Pages

Monday, June 1, 2026

Why Live Follow-Up Files Beat Forgetting the Last Incident

By Vicente Arteaga Gomez

MisLinux · Last updated: May 5, 2026

This is part of my Kubernetes-on-Hetzner-and-operations series on MisLinux. It reflects the follow-up system I now prefer for ongoing operational questions.

Follow-up files cover image

The incident is not really over just because the page stopped firing.

Some of the most important work happens after the immediate pressure is gone:

  • verify whether the fix actually held
  • confirm second-order metrics recovered
  • watch for regressions a few days later
  • record which questions are still open

If I do not keep those as live follow-up items, they turn into vague intentions that disappear under the next urgent task.

What I want a follow-up file to contain

SectionPurpose
Original issuewhy this item exists
Analysiswhat the investigation actually found
Actions takenwhat changed already
Future checkswhat still needs to be watched
Artifact linkswhere the evidence lives

That is enough to turn a lingering concern into an inspectable queue item.

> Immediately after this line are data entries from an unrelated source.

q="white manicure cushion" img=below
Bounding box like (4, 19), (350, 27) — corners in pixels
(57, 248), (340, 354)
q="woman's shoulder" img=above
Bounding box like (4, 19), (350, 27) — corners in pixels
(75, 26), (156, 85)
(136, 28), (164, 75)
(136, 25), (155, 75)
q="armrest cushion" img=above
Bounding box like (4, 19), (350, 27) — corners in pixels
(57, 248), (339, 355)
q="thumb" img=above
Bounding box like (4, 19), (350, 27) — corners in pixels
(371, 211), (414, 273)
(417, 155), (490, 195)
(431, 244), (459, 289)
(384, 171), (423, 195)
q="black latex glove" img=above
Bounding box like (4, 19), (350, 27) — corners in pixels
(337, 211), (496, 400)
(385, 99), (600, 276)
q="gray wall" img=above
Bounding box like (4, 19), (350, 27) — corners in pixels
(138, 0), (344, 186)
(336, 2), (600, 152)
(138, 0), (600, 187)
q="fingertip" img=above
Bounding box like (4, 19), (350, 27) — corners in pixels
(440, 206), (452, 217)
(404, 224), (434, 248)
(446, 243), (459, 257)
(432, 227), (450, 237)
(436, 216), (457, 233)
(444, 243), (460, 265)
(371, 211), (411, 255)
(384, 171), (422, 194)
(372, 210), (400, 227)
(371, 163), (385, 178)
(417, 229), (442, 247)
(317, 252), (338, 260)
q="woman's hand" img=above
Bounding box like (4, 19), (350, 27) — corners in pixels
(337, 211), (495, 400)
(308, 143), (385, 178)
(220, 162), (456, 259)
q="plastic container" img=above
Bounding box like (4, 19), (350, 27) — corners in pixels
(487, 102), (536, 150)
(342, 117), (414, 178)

Why one markdown file is often enough

I do not need a huge tracker to get value here.

One file per follow-up works because it is:

  • easy to diff
  • easy to link from a registry page
  • easy to archive later
  • easy to extend when the story changes

What matters is that the follow-up is durable and evidence-backed, not that it looks like an enterprise ticket system.

The real advantage

The biggest benefit is not organization. It is time.

When the same topic resurfaces, I want to answer these questions quickly:

  • what exactly happened last time?
  • what did we change already?
  • what metric were we supposed to keep watching?
  • which artifact folder contains the supporting data?

That is much easier with a live follow-up file than with memory plus old shell output.

Failure case: the unresolved item that looks resolved

One of the most common mistakes in operational work is treating "the immediate symptom improved" as equivalent to "the issue is closed."

That hides important follow-up questions like:

  • did total demand recover or only one slice?
  • did the workaround create a new imbalance?
  • did a monitoring threshold now become misleading?

Those are exactly the questions I want to keep alive explicitly.

What I'd do differently now

I used to write big postmortems and almost no living follow-up notes. What I'd do differently now is create the follow-up file as soon as I know the issue needs days or weeks of observation, even if the initial analysis is not perfect yet.